The Washington Post reminds us that
The Supreme Court’s ruling this year in Citizens United v. Federal Election Commission found that corporations, unions and nonprofit groups could spend unlimited money on advertising directly attacking or supporting candidates. In a separate decision, a federal court in the District removed limits on contributions to those groups.
and reports on some of the emerging consequences:
To take advantage of the loosened regulations, political activists created super PACs, which are allowed to accept any kind of contribution as long as they disclose their donors and do not coordinate with candidates.
Super PACs were favorites with hedge-fund managers and their ilk:
The newly created independent political groups … , which raised and spent millions of dollars on last month’s elections, drew much of their funding from private-equity partners and others in the financial industry, according to new financial disclosure reports.
The 72 super PACs, all formed this year, together spent $83.7 million on the election. The figures provide the best indication yet of the impact of recent Supreme Court decisions that opened the door for wealthy individuals and corporations to give unlimited contributions.

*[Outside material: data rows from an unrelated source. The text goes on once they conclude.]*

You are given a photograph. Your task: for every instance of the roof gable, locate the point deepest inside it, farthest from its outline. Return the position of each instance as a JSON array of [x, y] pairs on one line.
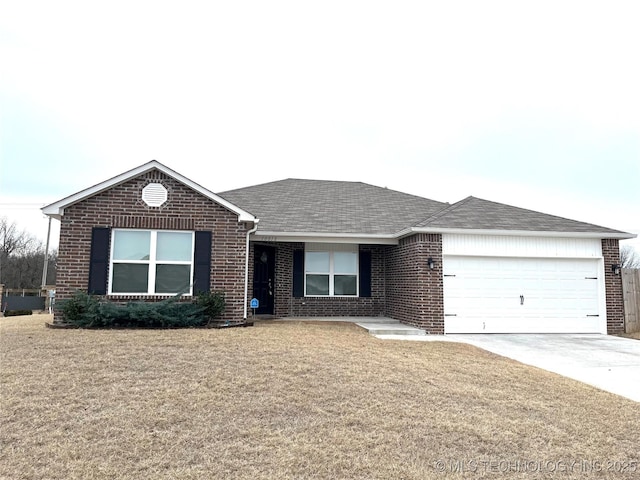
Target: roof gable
[[477, 214], [56, 209]]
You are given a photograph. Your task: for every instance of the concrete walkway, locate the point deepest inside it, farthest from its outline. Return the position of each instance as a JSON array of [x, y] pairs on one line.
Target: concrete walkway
[[603, 361]]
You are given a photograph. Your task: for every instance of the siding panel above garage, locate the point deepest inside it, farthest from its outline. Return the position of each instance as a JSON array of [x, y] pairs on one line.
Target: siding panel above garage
[[524, 246]]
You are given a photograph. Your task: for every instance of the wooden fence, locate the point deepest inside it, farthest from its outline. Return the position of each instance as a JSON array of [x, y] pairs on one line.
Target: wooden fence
[[631, 295]]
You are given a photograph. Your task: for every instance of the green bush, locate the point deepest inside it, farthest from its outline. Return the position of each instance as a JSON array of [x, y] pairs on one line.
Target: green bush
[[15, 313], [84, 310]]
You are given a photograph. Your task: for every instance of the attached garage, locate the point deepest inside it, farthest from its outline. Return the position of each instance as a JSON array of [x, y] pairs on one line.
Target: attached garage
[[504, 284]]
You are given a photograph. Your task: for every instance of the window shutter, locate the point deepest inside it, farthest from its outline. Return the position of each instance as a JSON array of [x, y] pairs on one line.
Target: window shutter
[[365, 273], [202, 262], [298, 273], [99, 260]]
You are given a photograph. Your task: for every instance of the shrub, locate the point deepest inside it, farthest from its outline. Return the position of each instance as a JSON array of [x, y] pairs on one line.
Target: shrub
[[15, 313], [84, 310]]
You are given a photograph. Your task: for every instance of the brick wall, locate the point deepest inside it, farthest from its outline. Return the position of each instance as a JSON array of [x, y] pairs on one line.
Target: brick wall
[[414, 292], [185, 209], [286, 305], [613, 286]]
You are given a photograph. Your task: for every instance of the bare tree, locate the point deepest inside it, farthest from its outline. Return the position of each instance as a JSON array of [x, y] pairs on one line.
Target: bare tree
[[13, 242], [629, 258]]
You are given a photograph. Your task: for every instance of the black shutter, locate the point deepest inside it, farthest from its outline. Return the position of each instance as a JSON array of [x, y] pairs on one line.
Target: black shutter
[[202, 262], [365, 273], [99, 261], [298, 273]]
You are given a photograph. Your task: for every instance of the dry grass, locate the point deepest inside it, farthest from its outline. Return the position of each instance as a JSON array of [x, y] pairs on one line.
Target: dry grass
[[293, 400]]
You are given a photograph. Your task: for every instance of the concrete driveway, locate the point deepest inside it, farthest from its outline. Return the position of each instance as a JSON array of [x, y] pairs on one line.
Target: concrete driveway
[[604, 361]]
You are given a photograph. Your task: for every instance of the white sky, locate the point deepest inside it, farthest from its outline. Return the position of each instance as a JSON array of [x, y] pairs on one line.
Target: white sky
[[531, 103]]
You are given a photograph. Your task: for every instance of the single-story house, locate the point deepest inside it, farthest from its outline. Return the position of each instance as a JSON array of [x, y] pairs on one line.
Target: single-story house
[[306, 248]]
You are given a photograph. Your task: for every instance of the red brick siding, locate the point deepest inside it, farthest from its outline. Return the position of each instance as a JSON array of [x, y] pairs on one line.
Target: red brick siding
[[287, 305], [185, 209], [613, 286], [414, 293]]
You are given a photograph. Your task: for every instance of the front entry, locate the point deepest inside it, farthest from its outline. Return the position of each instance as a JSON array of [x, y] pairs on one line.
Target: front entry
[[263, 278]]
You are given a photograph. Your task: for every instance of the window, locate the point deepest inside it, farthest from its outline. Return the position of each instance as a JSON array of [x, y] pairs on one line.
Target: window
[[151, 262], [331, 273]]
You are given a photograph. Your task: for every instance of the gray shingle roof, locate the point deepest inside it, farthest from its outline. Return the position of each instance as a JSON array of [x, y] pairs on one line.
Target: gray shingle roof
[[335, 207], [478, 214], [320, 206]]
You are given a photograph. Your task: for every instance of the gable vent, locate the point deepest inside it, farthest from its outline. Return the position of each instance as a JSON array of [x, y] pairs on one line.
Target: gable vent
[[154, 194]]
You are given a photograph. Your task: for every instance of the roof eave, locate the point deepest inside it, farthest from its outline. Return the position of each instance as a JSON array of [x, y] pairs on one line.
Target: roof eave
[[323, 237], [56, 209], [516, 233]]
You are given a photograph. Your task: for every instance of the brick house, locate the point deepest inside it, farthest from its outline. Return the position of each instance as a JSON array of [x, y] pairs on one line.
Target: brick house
[[309, 248]]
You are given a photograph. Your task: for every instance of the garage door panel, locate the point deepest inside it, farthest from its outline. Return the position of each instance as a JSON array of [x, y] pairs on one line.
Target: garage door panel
[[488, 294]]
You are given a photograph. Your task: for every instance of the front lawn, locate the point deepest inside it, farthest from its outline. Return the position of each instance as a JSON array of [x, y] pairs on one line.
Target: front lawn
[[293, 400]]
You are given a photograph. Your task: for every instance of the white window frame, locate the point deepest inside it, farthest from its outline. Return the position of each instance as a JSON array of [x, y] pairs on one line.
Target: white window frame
[[152, 262], [331, 250]]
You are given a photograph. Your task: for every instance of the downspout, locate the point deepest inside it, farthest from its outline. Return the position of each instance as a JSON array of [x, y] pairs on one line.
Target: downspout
[[246, 267]]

Nor were super PACs the only problem:
Super PACs represent only one portion of the spending spurred by the court’s decision. Nonprofit groups that are not required to disclose their donors also spent heavily on the election.
As Coffee Party Austin is gearing up to tackle the political influence of money, the problem is getting rapidly worse. Optimists will expect this to galvanize public support for our cause, while pessimists will doubt that we can ever catch up.